Impulse Shopping
- Doug Weiss
- 6 hours ago
- 3 min read
An errand the other day to purchase some dish sponges inspired this post. Now I grant that something so inauspicious seems an unlikely topic but stay with me for a bit. These were no ordinary sponges, that would have been too simple. They were a particular type that my significant other prefers and we'd run out of the last of them. I confess its merits were lost on me but we were at loose ends and an excuse to get out of the house was at hand. So, off we trundled to a certain Swedish mega store to replenish the stock. You know the place--the familiar yellow and blue signs identifying the cavernous warehouse can be seen from miles away.
Once inside we attempted to make short work of it, but that isn't the way it works. The store is laid out in such a way as to require an exhausting trek through a maze of 'departments' featuring items which pay homage to 6th century Norse gods or have unpronounceable names like Glyfflning or Flodr. Why a couch should be named Odinstet is beyond me but in any event the logic of where our sponges might be found was beyond us--not in kitchenware, not with cleaning supplies, but cryptically in household organization--a section miles from where we were standing. So we followed the maze, found a not so convenient computer screen promising to locate us and our long sought item and grimly trudged ahead.

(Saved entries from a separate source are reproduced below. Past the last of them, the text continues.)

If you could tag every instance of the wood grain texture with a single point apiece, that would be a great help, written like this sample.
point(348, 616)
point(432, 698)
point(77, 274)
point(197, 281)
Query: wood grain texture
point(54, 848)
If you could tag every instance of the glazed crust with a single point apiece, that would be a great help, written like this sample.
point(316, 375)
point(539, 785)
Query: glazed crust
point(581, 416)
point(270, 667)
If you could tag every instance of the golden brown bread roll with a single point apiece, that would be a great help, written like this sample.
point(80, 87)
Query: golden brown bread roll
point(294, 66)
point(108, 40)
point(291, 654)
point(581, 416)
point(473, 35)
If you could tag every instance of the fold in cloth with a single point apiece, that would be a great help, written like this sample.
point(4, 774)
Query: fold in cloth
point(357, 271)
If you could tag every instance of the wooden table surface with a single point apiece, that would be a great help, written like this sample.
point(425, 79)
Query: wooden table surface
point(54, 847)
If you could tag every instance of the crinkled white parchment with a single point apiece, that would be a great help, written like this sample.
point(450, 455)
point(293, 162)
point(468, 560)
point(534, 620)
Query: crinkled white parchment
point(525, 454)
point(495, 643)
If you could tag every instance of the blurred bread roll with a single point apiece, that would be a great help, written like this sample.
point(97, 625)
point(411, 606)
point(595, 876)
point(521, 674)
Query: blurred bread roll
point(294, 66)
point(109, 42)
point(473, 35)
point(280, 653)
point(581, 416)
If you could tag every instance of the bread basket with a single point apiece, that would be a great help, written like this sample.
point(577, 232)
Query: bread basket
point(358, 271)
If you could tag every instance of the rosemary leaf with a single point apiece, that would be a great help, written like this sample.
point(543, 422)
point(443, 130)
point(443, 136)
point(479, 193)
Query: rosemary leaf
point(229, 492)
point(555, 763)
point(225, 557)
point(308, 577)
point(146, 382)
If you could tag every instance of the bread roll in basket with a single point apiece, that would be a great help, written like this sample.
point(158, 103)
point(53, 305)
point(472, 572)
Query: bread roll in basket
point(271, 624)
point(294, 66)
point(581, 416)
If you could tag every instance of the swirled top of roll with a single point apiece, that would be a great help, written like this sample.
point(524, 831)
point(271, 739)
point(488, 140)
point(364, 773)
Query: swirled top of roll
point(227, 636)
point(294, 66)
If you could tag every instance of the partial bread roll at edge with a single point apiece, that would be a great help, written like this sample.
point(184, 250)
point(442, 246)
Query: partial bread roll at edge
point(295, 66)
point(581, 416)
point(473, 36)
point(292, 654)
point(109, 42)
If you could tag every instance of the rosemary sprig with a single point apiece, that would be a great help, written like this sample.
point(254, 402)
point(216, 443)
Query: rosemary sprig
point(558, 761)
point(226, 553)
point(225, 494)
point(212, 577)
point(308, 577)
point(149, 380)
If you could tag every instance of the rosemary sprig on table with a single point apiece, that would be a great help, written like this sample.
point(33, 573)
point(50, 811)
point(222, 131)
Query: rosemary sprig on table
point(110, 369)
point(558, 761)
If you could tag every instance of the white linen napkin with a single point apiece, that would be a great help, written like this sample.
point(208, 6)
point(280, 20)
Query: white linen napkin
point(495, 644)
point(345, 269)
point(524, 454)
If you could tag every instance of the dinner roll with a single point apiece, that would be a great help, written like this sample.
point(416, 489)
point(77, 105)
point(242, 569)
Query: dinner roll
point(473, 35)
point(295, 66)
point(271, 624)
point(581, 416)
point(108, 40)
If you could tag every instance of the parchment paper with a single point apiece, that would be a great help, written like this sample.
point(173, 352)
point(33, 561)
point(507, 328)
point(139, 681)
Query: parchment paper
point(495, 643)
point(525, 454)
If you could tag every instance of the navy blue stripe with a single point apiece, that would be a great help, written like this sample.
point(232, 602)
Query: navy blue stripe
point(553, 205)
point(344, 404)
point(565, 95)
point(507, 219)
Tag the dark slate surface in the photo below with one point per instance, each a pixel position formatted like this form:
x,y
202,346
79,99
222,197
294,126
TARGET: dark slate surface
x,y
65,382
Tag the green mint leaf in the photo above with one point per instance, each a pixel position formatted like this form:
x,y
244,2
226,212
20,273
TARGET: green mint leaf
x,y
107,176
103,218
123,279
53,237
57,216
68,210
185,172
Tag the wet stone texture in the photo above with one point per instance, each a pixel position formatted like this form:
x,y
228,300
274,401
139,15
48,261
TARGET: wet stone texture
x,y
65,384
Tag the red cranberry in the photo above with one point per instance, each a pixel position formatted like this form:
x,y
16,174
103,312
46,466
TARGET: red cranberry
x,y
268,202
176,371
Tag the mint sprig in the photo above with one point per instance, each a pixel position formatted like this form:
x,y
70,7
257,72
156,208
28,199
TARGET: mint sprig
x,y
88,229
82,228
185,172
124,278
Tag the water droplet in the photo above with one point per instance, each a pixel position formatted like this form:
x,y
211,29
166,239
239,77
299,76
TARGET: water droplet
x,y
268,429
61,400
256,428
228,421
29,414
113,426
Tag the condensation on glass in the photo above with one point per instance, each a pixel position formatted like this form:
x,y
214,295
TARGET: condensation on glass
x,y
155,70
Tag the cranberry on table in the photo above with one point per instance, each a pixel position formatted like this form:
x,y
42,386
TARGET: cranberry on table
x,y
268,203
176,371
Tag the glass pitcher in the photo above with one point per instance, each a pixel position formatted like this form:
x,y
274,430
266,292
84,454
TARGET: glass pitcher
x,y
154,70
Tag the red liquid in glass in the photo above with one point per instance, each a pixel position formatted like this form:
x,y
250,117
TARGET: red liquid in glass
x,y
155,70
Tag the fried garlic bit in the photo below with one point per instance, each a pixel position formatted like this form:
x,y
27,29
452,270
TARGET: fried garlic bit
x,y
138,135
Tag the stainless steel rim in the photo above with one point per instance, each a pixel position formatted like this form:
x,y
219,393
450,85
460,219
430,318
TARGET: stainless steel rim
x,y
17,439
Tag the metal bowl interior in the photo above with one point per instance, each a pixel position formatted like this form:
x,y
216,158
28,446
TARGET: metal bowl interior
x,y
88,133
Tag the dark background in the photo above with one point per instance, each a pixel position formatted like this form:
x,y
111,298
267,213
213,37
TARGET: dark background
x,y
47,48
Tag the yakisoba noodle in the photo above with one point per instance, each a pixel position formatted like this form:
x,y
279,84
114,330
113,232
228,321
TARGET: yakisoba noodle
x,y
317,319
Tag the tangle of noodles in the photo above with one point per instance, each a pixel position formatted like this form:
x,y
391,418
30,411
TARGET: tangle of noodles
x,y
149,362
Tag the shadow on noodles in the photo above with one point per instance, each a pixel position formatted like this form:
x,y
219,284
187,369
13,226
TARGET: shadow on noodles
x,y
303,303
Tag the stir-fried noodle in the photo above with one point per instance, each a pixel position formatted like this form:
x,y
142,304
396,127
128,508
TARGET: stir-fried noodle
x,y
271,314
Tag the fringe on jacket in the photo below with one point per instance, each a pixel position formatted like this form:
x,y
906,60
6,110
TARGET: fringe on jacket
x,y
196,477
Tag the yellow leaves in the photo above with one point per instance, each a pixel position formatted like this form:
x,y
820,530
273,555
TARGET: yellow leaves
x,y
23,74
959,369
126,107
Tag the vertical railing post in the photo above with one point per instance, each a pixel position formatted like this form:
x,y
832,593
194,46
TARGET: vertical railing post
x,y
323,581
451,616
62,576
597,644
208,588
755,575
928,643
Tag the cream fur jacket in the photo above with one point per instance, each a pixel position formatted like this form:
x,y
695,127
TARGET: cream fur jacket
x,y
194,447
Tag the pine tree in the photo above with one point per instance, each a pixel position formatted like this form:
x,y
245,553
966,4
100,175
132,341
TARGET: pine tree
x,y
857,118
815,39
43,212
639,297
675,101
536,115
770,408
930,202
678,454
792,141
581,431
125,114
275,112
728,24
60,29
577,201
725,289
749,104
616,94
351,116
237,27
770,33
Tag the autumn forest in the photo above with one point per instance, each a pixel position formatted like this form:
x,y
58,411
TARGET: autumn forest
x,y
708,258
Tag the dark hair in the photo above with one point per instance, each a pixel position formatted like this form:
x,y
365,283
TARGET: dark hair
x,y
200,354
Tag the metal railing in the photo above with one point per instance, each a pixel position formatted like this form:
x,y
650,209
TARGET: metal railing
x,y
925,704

After quite a long safari wandering aimlessly we finally found our treasure and grabbed several packages in the hope we had enough to last a lifetime. By this point we had fears of becoming trapped forever in hedgerows of bookcases, elderberry syrup, oddly shaped lamps and trundle beds, never to be heard from again. I have heard reports of shoppers who became so lost that they wound up spending the night but it may be an urban myth. Nevertheless, I digress.
The genius of this store is in fact its meandering layout and quixotic displays of items that one might happen upon as if by sheer accident. I assure you it is methodically even deviously planned to exploit that most human of traits, unrestrained impulse shopping. It is the same cunning that is employed at your local supermarket, bookstore or hardware outlet.
Even the online shopping world has found a way to emulate this pattern, popping up items "you might like' , or showcasing something related to a Google search you did fourteen months ago and have long since forgotten. Forgotten, that is, until you are prompted by a scrolling display of snowshoes, espresso machines, or bunion tape that the online merchant hopes you cannot resist.
Much as we may think we are smart shoppers or cautious planners, marketers know otherwise. Beneath our calculating exterior is the mind of a terrier, easily distracted by bright shiny objects. Show us a shocking yellow nesting funnel set or a bin of can openers cleverly shaped like a bird's beak and we are hooked. Our limbic brains take over and we abandon all pretense of need. We are in hunting mode and the game is afoot. Chances are we'll end up buying something completely unrelated to the pedestrian item we came for and our impulse purchase will find its way to a closet or drawer until it ends up at our local Goodwill many years hence. Household goods, clothes, food, or in our case, sponges which were purchased by impulse on the only other occasion we visited the store in question. We cannot resist, we must have whatever that thing is and we'll rationalize our purchase in a heartbeat.
Our distant ancestors may have been hunting for Woolly Mammoths, but when an Arctic Ground Squirrel popped up you know they could not pass it by. Call it survival instinct or fear of missing out, but this quintessentially human behavior cannot be denied. So, give in to those impulses, after all, its only a package of peanut butter cups at the checkout, a bejeweled iPhone case at the markdown outlet, or a set of day glow orange nested measuring cups named Billy. You know you have to have it.